= John Wylie (surgeon) =

Scottish military surgeon (1790-1852)

Surgeon General John Wylie CB FRSE FRCS (1790-1852) was a 19th-century Scottish military surgeon.

==Life==

He was born in Glasgow on 20 May 1790 the son of George Wylie. He trained as a surgeon and in 1812 entered the Madras Army of the East India Company as an Assistant Surgeon. He saw active service during the Third Maratha War 1817/18 and was mentioned in dispatches for his actions at the Battle of Corygaum (January 1818).

In 1825 he was promoted full Surgeon and gradually rose through the ranks to be firstly Inspector General of all Indian Hospitals in 1846 then Surgeon General of India in 1851. In 1844 he was one of 29 officers in the Indian Medical Service who was elected a Fellow of the Royal College of Surgeons.

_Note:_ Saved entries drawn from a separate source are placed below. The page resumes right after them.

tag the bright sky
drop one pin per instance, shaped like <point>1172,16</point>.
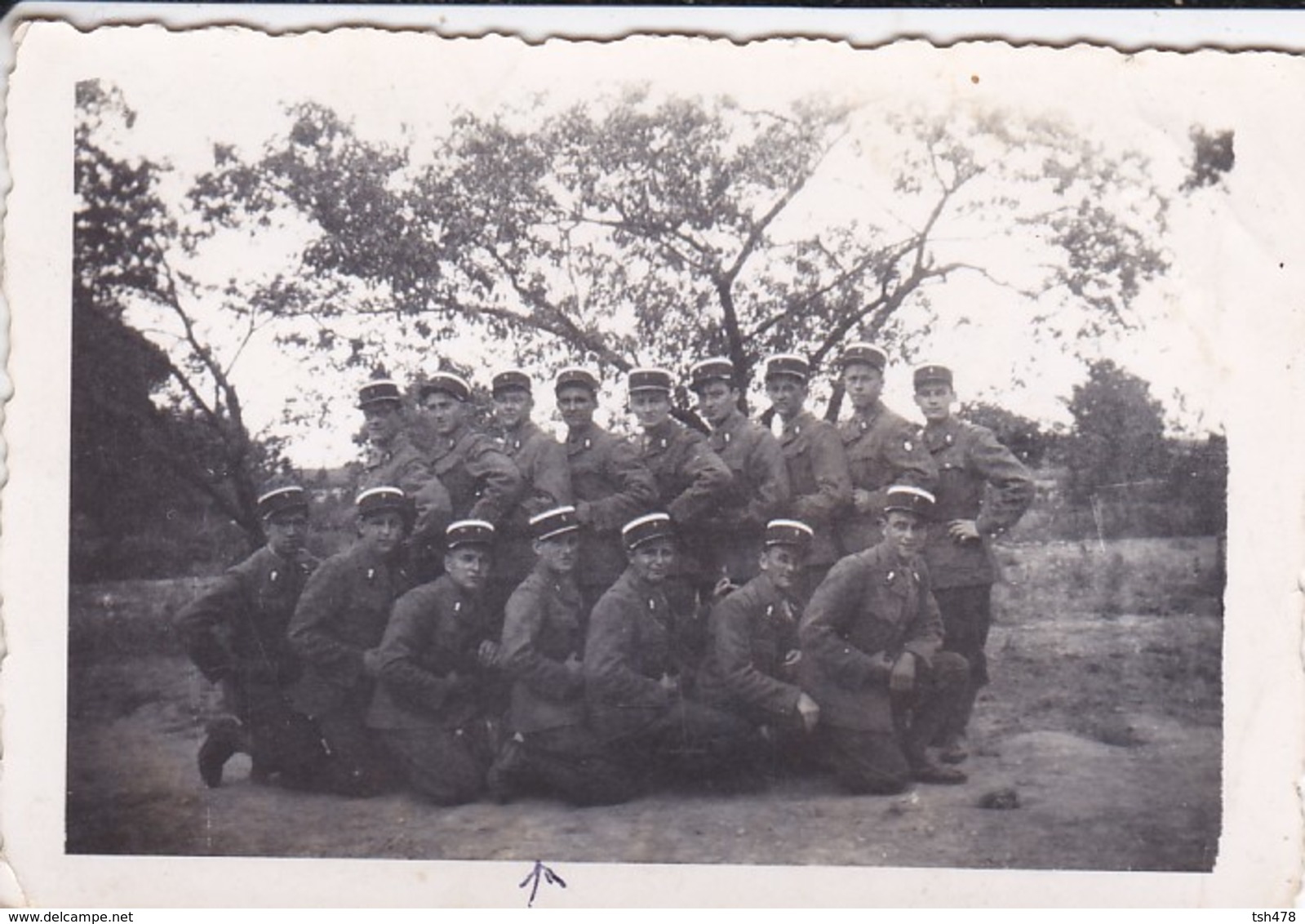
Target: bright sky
<point>233,85</point>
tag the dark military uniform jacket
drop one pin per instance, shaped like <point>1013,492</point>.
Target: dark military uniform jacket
<point>882,449</point>
<point>863,616</point>
<point>482,482</point>
<point>342,614</point>
<point>817,474</point>
<point>690,479</point>
<point>633,638</point>
<point>544,625</point>
<point>753,631</point>
<point>237,628</point>
<point>978,479</point>
<point>612,487</point>
<point>428,664</point>
<point>402,466</point>
<point>546,483</point>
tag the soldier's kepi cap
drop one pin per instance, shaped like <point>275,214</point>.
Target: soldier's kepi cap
<point>383,500</point>
<point>788,364</point>
<point>910,499</point>
<point>575,375</point>
<point>446,383</point>
<point>379,390</point>
<point>932,374</point>
<point>468,533</point>
<point>286,499</point>
<point>788,533</point>
<point>555,522</point>
<point>646,529</point>
<point>867,354</point>
<point>650,380</point>
<point>511,379</point>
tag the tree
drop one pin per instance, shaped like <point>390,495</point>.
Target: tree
<point>646,230</point>
<point>1119,433</point>
<point>158,407</point>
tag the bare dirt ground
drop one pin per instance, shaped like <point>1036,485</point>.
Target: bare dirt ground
<point>1103,715</point>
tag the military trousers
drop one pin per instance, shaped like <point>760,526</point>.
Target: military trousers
<point>966,620</point>
<point>881,762</point>
<point>276,736</point>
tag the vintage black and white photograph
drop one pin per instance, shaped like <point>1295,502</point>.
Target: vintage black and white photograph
<point>659,451</point>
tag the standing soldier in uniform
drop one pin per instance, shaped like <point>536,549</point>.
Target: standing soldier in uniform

In 1850 he was created a Commander of the Order of the Bath (CB) by Queen Victoria, and was the first medical officer to receive this honour.

In 1852 he was elected a Fellow of the Royal Society of Edinburgh. His proposer was Andrew Douglas Maclagan.

He died suddenly at his home, Arndean, south of Dollar, Clackmannanshire, on 16 June 1852.

Arndean passed to George Wylie, who was either a son or a nephew. The gardens of Arndean are now open to the public under the Scotland's Gardens Scheme.